In each of the above embodiments, a motor using a cylindrical vibration motor has been described. However, it is needless to say that the present invention can be applied to a motor having a rectangular cylinder or an oval cross section. In each of the embodiments described above, the output shaft is provided with a fan-shaped eccentric weight made of a fan-shaped tungsten alloy having an enlarged cross section. However, the eccentric weight may be built in.

A method of mounting such a tubular vibration motor on a printed wiring board is as follows, assuming that the assembling structure of each of the above embodiments is summarized. That is, the holder for holding the housing of the motor and the power supply electrode that contacts at least one power supply terminal protruding outward from the housing of the motor are first reflow-soldered together with other electronic components, and then A step of attaching the motor to the holder and bringing the power supply terminal into contact with the power supply electrode may be employed.

[0012]

The present invention is configured as described above.
It is now possible to use the ultra-small neodymium-based magnets, which had been the bottleneck in the past, without having to solder them by hand when mounting the printed wiring board of a cylindrical vibration motor, which reduces the assembly efficiency during mounting. A high mounting structure and mounting method can be provided.

[Brief description of the drawings]

FIG. 1 is an assembly view of a main part of a first embodiment of a printed wiring board mounting structure of a cylindrical vibration motor according to the present invention.

FIG. 2 is an assembly view of a main part of the second embodiment.

FIG. 3 is an assembly view of a main part of a modification of the second embodiment.

FIG. 4 is an assembly view of a main part of the third embodiment.

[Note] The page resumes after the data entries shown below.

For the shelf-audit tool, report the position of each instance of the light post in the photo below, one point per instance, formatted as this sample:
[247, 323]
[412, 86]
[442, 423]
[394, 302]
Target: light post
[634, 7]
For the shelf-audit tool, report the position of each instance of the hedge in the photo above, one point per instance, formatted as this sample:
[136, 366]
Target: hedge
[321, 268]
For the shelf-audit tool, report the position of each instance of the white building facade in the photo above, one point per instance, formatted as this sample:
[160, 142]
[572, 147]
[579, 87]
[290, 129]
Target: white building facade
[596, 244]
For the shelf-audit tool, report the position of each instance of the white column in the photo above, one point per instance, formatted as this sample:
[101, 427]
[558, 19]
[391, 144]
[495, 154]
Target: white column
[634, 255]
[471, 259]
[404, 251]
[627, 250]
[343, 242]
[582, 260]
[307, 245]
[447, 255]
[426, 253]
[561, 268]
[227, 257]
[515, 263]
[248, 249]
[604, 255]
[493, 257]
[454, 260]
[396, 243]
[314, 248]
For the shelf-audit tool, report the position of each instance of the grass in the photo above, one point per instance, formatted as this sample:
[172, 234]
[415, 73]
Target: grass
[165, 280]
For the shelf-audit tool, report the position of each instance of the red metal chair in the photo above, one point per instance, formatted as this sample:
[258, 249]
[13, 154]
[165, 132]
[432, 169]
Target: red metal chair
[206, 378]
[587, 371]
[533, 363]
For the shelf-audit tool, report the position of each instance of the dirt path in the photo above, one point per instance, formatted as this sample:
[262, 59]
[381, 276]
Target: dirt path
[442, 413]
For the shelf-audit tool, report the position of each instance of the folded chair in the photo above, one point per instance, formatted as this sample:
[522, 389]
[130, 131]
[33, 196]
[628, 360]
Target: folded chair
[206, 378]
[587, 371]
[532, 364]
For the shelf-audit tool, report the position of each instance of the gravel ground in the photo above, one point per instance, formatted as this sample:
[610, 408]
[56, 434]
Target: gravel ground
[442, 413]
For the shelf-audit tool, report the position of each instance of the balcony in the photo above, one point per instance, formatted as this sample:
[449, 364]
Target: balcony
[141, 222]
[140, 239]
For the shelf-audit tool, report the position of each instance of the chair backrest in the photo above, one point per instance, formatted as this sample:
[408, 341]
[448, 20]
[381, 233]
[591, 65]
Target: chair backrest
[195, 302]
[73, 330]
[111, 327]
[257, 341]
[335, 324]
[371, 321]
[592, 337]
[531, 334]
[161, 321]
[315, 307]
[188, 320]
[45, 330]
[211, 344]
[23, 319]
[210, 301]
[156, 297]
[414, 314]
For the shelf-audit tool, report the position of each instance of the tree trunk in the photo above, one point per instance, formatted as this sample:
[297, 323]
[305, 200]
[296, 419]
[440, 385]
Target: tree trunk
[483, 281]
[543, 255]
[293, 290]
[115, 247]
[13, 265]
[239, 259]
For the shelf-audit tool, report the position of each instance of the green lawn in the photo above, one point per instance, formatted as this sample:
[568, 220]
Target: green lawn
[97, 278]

FIG. 5 is a perspective view of a main part of a conventional cylindrical vibration motor mounted on a printed wiring board.

[Explanation of symbols]

 1, 11 Cylindrical vibration motor 1a Metal case 1b Resin bracket 1c, 11c, 12c Power supply terminal 2 Holder 2a Holder 2b Mounting leg 2c Base H housing 3, 33, 34, 35, 36 Power supply electrode 4 Printed wiring board

Claims (7)

[Claims] 1. A cylindrical vibration motor mounting structure which is mounted on a printed wiring board while being laid on the printed wiring board. A holder for holding a housing of the motor and at least one power supply terminal protruding outward from the housing of the motor. A printed wiring board mounting structure of a cylindrical vibration motor which is attached to a printed wiring board via a power supply electrode to be brought into contact. 2. The printed wiring board mounting structure for a cylindrical vibration motor according to claim 1, wherein the housing of the motor is one power supply terminal, and at least a part of the holder is one power supply electrode for receiving the housing. 3. The printed wiring board mounting structure for a tubular vibration motor according to claim 1, wherein the power supply electrode to be brought into contact with at least one power supply terminal is formed by sandwiching the power supply terminal. 4. The printed wiring board mounting structure for a cylindrical vibration motor according to claim 1, wherein at least one power supply terminal and the power supply electrode are formed in a male and female type and are brought into contact with each other by press-fitting. 5. The printed wiring board mounting structure for a cylindrical vibration motor according to claim 1, wherein the holder is formed of a heat-resistant resin. 6. The printed wiring board mounting structure for a cylindrical vibration motor according to claim 1, wherein the holder is at least partially formed of metal. 7. A method for mounting a cylindrical vibration motor on a printed wiring board, wherein the holder holds a housing of the motor and at least one power supply terminal protruding outward from the housing of the motor. A method for mounting a printed circuit board on a cylindrical vibration motor, comprising: reflow-soldering a contacting power supply electrode together with another electronic component; and then mounting the motor on a holder and bringing a power supply terminal into contact with the power supply electrode.